1,1,2,2-Tetra­kis(di-o-tolyl­phosphino)ethane

Abstract

The complete molecule of title compound, C₅₈H₅₈P₄, is generated by a crystallographic twofold rotation axis that passes through the center of the C(methine)—C(methine) bond of length 1.582 (4) Å. The C—P bond lengths are 1.8824 (19) and 1.8991 (19) Å. The P—C—P angle of 109.69 (9)° is essentially equal to the expected value of 109.5° for a tetra­hedral C atom. Although the C(methine)—P—C(aromatic) bond angles range from 102.67 (9) to 107.04 (9)°, the C(aromatic)—P—C(aromatic) bond angles of 96.72 (9) and 97.29 (9)° are significantly smaller. The steric demands of the o-tolyl groups cause deviations from the bond lengths and angles reported for its phenyl analog.

Related literature

For 1,1,2,2-tetra­kis[(diphen­yl)phosphino]ethane, see: Braunstein et al. (1995a ▶). For oxidative coupling of (bis­phosphino)methanides, see: Braunstein et al. (1995b ▶); Schmidbaur & Deschler (1983 ▶).

Experimental

Crystal data

• C₅₈H₅₈P₄

• M _r = 878.92

• Monoclinic,

• a = 21.8875 (11) Å

• b = 10.9702 (6) Å

• c = 19.691 (1) Å

• β = 90.761 (3)°

• V = 4727.6 (4) ų

• Z = 4

• Mo Kα radiation

• μ = 0.20 mm⁻¹

• T = 193 K

• 0.42 × 0.40 × 0.24 mm

Data collection

• Bruker Kappa APEXII CCD diffractometer

• Absorption correction: multi-scan (SADABS; Bruker, 2005 ▶) T _min = 0.942, T _max = 0.976

• 19717 measured reflections

• 4345 independent reflections

• 3343 reflections with I > 2σ(I)

• R _int = 0.049

Refinement

• R[F ² > 2σ(F ²)] = 0.039

• wR(F ²) = 0.102

• S = 1.01

• 4345 reflections

• 284 parameters

• H-atom parameters not refined

• Δρ_max = 0.35 e Å⁻³

• Δρ_min = −0.19 e Å⁻³

Data collection: APEX2 (Bruker, 2004 ▶); cell refinement: SAINT (Bruker, 2005 ▶); data reduction: SAINT, XPREP (Bruker, 2005 ▶) and SADABS (Bruker, 2007 ▶); program(s) used to solve structure: SHELXTL (Sheldrick, 2008 ▶); program(s) used to refine structure: SHELXTL; molecular graphics: SHELXTL and CrystalMaker (CrystalMaker, 1994 ▶); software used to prepare material for publication: XCIF (Bruker, 2005 ▶).

Supplementary Material

Additional supplementary materials: crystallographic information; 3D view; checkCIF report

supplementary crystallographic information

Comment

The title compound, [P(o-tolyl)₂]₂CH—CH[P(o-tolyl)₂]₂, was unintentionally obtained as one of two isomeric products from the reaction of Li{CH[P(o-tolyl)₂]₂} with PdCl₂. It is formed by the C—C cross-coupling of two CH[P(o-tolyl)₂]₂ units, whereas its isomer is a P—C coupling product. Oxidative coupling reactions involving (bisphosphino)methanide compounds have been reported (Braunstein et al., 1995a; Braunstein et al., 1995b; Schmidbaur & Deschler, 1983).
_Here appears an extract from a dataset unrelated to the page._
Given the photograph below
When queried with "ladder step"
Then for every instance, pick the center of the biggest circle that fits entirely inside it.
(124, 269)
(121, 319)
The title compound crystallizes in C2/c, whereas the space group is P2₁/n for its phenyl analog, [P(Ph)₂]₂CH—CH[P(Ph)₂]₂ (Braunstein et al., 1995a). The structure of the title compound has a twofold rotation axis through the center of the C(methine)–C(methine) bond (Fig. 1). The atomic positions of only one CH[P(o-tolyl)₂]₂ unit were determined, and the atomic positions of the other unit are related by the symmetry operator (1 - x, y, 0.5 - z). The methine hydrogen atoms adopt a gauche conformation that likely maximizes the π interactions of the aromatic rings. The C1(methine)—C1(methine) bond length is 1.582 (4) Å, and its C1—P bond lengths are 1.8824 (19) and 1.8991 (19) Å. The P1—C1—P2 bond angle of 109.69 (9)° essentially equals the tetrahedral value of 109.5°. The C(methine)—P—C(aromatic) bond angles range from 102.67 (9) to 107.04 (9)°, whereas the C(aromatic)—P—C(aromatic) bond angles of 96.72 (9) and 97.29 (9)° are significantly smaller. The steric demands of the o-tolyl groups in C₅₈H₅₈P₄ cause deviations from the bond lengths and angles reported for the related phenyl compound.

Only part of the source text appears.